A menos de cinco minutos a pie, el Castello Degli Ezzelini -hay partes que datan del siglo XII- donde se destaca la Torre di Ser Ivano, elegante e imponente.
Hasta el 31 de octubre de 2025, el paseo del Castillo Ezzelini está abierto al público: es uno de los rincones más característicos de Bassano del Grappa, y se puede caminar entre murallas que por años -desde 1150- protegieron la Iglesia de Santa Maria in Colle y a los propios habitantes de Bassano.
Antiguas murallas del castillo.
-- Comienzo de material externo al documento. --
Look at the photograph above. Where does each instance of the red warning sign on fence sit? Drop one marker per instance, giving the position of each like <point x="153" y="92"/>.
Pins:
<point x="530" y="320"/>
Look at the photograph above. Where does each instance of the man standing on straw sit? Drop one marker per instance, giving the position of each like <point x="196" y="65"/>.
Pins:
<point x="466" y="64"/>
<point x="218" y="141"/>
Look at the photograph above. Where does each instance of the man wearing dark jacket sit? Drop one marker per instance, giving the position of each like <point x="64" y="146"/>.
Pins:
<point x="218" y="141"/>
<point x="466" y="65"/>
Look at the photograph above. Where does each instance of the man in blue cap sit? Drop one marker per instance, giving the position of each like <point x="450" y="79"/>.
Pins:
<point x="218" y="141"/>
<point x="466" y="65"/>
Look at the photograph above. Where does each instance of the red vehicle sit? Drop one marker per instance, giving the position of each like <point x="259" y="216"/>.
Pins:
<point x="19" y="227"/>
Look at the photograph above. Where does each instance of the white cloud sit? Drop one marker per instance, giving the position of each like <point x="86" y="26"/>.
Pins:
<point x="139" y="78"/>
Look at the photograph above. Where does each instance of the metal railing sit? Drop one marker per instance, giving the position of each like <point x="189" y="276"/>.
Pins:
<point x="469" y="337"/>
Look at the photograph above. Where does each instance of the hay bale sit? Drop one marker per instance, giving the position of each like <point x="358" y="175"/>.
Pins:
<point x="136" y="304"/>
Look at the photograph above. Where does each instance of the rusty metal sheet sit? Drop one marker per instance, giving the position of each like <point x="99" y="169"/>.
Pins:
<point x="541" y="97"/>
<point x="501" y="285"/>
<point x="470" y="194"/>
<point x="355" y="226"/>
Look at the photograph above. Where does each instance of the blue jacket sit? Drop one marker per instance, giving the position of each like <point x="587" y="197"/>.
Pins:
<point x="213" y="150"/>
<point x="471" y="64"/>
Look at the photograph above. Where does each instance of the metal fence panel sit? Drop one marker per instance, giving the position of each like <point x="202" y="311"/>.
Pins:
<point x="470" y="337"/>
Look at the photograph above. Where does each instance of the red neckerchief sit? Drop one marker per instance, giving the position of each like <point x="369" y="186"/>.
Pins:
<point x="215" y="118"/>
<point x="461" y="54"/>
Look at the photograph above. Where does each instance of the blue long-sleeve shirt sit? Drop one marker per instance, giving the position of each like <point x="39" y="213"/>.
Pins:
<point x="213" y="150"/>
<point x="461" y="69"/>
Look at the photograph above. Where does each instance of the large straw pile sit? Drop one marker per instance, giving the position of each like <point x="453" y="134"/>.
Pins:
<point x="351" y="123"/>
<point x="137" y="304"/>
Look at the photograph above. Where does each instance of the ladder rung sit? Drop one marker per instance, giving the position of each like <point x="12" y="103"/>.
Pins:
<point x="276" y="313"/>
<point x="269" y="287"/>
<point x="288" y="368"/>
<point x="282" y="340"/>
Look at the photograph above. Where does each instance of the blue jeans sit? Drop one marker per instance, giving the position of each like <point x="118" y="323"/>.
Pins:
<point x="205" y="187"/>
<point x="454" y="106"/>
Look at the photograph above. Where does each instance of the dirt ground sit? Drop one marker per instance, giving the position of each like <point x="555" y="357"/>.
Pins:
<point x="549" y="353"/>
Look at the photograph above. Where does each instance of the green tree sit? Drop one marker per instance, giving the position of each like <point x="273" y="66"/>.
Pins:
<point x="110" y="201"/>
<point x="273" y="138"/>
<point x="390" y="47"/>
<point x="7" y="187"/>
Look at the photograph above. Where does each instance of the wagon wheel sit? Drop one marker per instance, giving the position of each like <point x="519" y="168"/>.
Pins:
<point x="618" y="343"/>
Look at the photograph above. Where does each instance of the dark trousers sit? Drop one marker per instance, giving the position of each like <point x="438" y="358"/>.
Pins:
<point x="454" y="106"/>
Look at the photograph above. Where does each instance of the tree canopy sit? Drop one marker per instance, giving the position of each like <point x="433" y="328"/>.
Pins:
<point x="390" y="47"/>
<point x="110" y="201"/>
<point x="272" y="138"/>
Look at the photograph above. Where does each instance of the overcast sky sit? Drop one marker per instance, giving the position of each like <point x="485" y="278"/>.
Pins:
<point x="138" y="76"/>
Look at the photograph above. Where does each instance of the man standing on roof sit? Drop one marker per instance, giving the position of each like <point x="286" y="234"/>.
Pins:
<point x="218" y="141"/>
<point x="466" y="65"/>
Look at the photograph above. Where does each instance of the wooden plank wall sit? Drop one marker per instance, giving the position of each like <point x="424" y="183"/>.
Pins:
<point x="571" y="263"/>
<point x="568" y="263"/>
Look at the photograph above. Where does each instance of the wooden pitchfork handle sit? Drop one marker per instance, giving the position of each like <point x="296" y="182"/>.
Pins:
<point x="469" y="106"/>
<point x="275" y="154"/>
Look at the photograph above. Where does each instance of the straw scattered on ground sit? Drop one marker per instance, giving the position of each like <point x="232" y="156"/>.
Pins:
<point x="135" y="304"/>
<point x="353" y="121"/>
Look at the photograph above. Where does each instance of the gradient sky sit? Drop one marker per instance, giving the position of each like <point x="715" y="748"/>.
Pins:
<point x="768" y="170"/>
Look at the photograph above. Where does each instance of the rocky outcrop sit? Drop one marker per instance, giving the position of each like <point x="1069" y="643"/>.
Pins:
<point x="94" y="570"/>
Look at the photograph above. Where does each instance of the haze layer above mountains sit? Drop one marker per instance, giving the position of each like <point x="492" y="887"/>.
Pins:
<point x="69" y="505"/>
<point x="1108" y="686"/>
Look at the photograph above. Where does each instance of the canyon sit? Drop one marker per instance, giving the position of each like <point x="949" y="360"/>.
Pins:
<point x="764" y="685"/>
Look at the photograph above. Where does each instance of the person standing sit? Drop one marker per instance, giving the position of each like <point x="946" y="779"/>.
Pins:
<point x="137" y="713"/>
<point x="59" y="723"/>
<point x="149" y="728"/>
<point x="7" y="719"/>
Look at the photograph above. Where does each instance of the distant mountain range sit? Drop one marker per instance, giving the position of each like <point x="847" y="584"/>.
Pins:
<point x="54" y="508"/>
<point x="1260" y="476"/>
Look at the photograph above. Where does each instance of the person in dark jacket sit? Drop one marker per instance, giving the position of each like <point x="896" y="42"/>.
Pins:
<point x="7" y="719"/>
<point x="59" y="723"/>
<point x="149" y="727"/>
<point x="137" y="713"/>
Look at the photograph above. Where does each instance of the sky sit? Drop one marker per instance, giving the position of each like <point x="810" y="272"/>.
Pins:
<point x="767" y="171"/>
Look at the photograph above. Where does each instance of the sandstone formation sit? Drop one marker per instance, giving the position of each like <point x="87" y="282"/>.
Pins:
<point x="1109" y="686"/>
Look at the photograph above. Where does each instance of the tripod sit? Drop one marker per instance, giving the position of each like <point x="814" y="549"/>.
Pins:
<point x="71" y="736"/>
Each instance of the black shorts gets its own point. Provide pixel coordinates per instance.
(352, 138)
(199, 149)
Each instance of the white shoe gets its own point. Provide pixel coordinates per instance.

Foto ShutterstockEse paseo termina en uno de los puntos panorámicos más lindos de la ciudad, con vistas al río Brenta y al puente de Palladio.
¡Salud! La grappa en Bassano
Una visita a Bassano del Grappa no estaría completa sin acercarse a la historia -o, al menos, al sabor- de esta bebida.
La Grapperia Nardini, la más antigua de Italia, y el Museo Poli Grappa proponen visitas con degustación.
Grapperia Nardini es uno de los 100 locales históricos de Italia, y la destilería de Italia más antigua y tradicional. Nació en 1779, pero en realidad, para buscar su origen, hay que remontarse a 1739, cuando nació Bortolo Nardini en Segonzano (Trento), en el Valle de Cembra, un pueblo de larga tradición vitivinícola y donde la destilación de orujo de uva era muy común.
En ese entonces, los destiladores iban de casa en casa con un alambique móvil para destilar el orujo de la producción de vino.
Y a eso se dedicó Bortolo Nardini. Pero en Bassano del Grappa, un accidente lo obligó a permanecer en la ciudad. Mientras se recuperaba, pudo conocer mejor Bassano y entendió su importancia estratégica y comercial. Por esto decidió instalarse allí y producir grappa, pero con alambique permanente: ahora los agricultores le llevaban el orujo hasta su destilería.
Bortolo llamó a su grappa «Aquavite di vinaccia»: era la primera grappa de Italia, la Grappa Nardini.
Actualmente, Nardini ofrece visitas guiadas al lugar donde se encontraba la primera destilería de Italia. Hay diferentes tours. La visita más económica es la de 12 euros y no incluye degustación. Hay una visita de 15 y otra de 25 euros, con paseo y cata (www.nardini.it).
Una de las salas del Museo de la Grappa de la familia Poli en Bassano del Grappa. Foto ShutterstockPor otro lado, la familia Poli tiene su destilería -fundada en 1898- en Schiavon, un pequeño pueblo a 12 km de Bassano. También allí tienen un museo de dos pisos y una superficie de 1.000 metros cuadrados. Ambos lugares están abiertos a las visitas.
En Bassano, Poli tiene una sede del museo, un homenaje a la grappa, ubicado en el antiguo Palazzo delle Teste: cinco salas que van desde los orígenes y la evolución del arte de la destilación a lo largo de los años hasta la exhibición y venta de los productos propios. Las visitas son autoguiadas y gratuitas. El precio de la visita guiada que incluye degustación de 5 bebidas espirituosas cuesta 3,50 euros por persona (www.poligrappa.com/eng).